Clawhauser is precious. Also really love Judy, I just adore rabbit characters!


----------



## Luku_Zuku (May 17, 2016)

Where da Finnick at doe?
He's awesome to me (and I've always found small guys with deep voices awesome too...)


----------



## Zipline (May 17, 2016)

My fave is the Honey Badger scientist in the asylum. In the concept design she was supposed to take the place of Judy as Nick's besty. Also she was a bit bonkers and was a major conspiracy theorist.  
Would have been much funnier.


----------



## BayouBaby (May 17, 2016)

I'm all about those wolves. 

SSSH! You'll start a howl!

AWWWOOOOOOO!


----------



## Luku_Zuku (May 17, 2016)

AWWOOOOOOOOOO


----------



## Zipline (May 17, 2016)

BayouBaby said:


> I'm all about those wolves.
> 
> SSSH! You'll start a howl!
> 
> AWWWOOOOOOO!



AWWWWWOOOOOOOOOOOOOOOOOOOOOOOOOOOOOOOOO!!!! x3


----------



## Jason Forestfox (May 17, 2016)

Yeah that scene was hilarious  Awoooooooo


----------



## TrishaCat (May 18, 2016)

The bunny herself! She's so CUTE!
                                             cuddly


----------



## brawlingcastform (May 18, 2016)

Duke Weaselton. He's a walking inside-joke for Disney! (And I kinda like weasels myself)


----------



## TheMintyBun (May 18, 2016)

Jude the dude is top level waifu.


----------



## Jason Forestfox (May 18, 2016)

TheMintyBun said:


> Jude the dude is top level waifu.
> 
> View attachment 11445


Love those googly eyes >-<


----------



## Kiburi (May 23, 2016)

Mr. Big


----------



## zeroslash (Jun 6, 2016)

The obvious Nick and Judy have been taken numerous times over (aren't I the hipster), so other than those two I'd have to say Finnick. If only there were more scenes with him; he seemed to have vanished from the movie altogether in the beginning, and only reappearing to help Judy near the end. Maybe in the sequel!


----------



## Kiburi (Jun 7, 2016)

BayouBaby said:


> I'm all about those wolves.
> 
> SSSH! You'll start a howl!
> 
> AWWWOOOOOOO!


 I said quit it with the howling!


----------



## Vitaly (Jun 7, 2016)

Finnick

And those hot stripper tigers


----------



## Cannabiskitty (Jun 9, 2016)

Least favorite character: Jerry Jumbeaux

Most favorite: Mr. Big


----------



## Angellothefox (Jun 10, 2016)

In the UK it is called Zootropolis and I still got to see it.
I have not seen it yet...


----------



## EmmaChib (Jun 21, 2016)

Gazelle and her tiger dancers! And Judy of course.


----------



## Zipline (Jun 21, 2016)

Honey Badger dont care! That she is my waifu... :'x


----------



## um_pineapplez (Jul 8, 2016)

Thank you for such an open-ended question. You KNOW I can't make up my mind without taking a whole day to decide. It's like making my fursona. It took several hours for me to settle on a Bat-Eared Fox, and in all honesty, I can't pick one over the rest of them because there are so many good characters that I'd feel bad about playing favorites.
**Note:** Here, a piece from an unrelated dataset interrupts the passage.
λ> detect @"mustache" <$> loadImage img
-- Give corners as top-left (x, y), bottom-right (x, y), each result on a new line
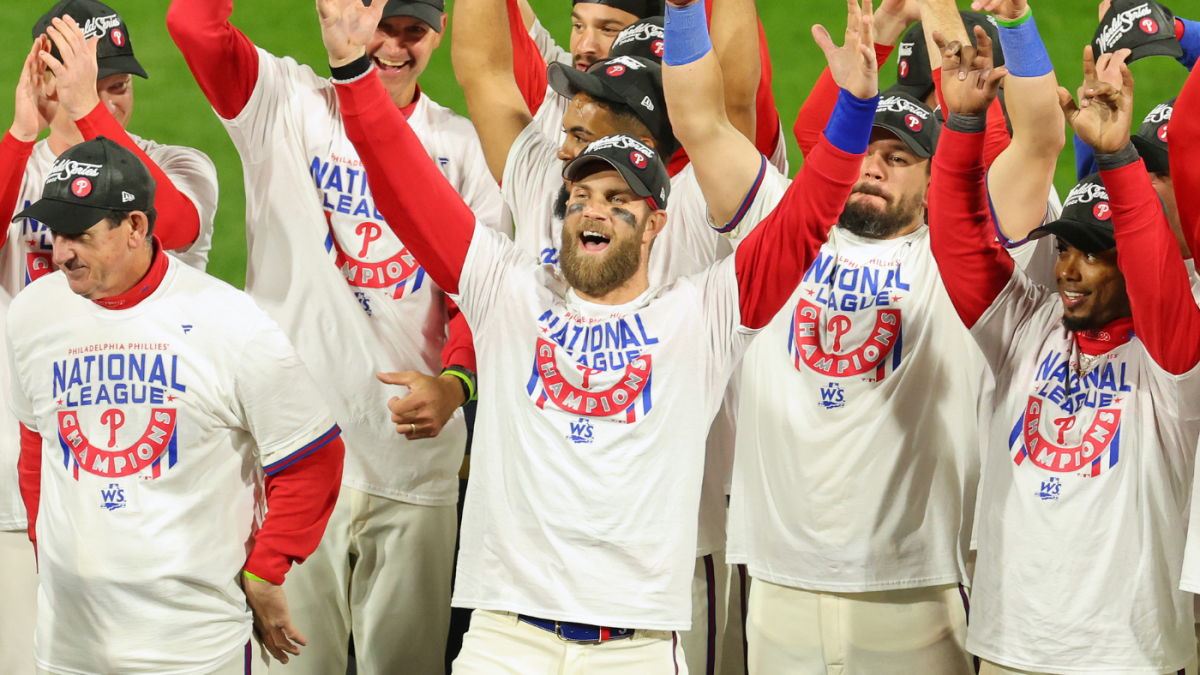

(but if I was held at gunpoint, I'd pick Nick because his character archetype is one of my favorites.)


----------



## Blu-wolf (Jul 8, 2016)

Nick Wilde, paws down.  He's such a smartass in the beginning, but was never evil or vile.  Close second is Clawhauser--I had a student once that had the exact same attitude as him, but wasn't pudgy.  He didn't have a mean bone in his body.


----------



## Daven (Jul 14, 2016)

Yax is my favorite


----------



## um_pineapplez (Jul 14, 2016)

Daven said:


> Yax is my favorite


who?


----------



## Daven (Jul 14, 2016)

Yax the naturalist


----------



## Zipline (Jul 14, 2016)

Judies neighbors were pretty good. :3


----------



## Daven (Jul 14, 2016)

Zipline said:


> Judies neighbors were pretty good. :3


I agree


----------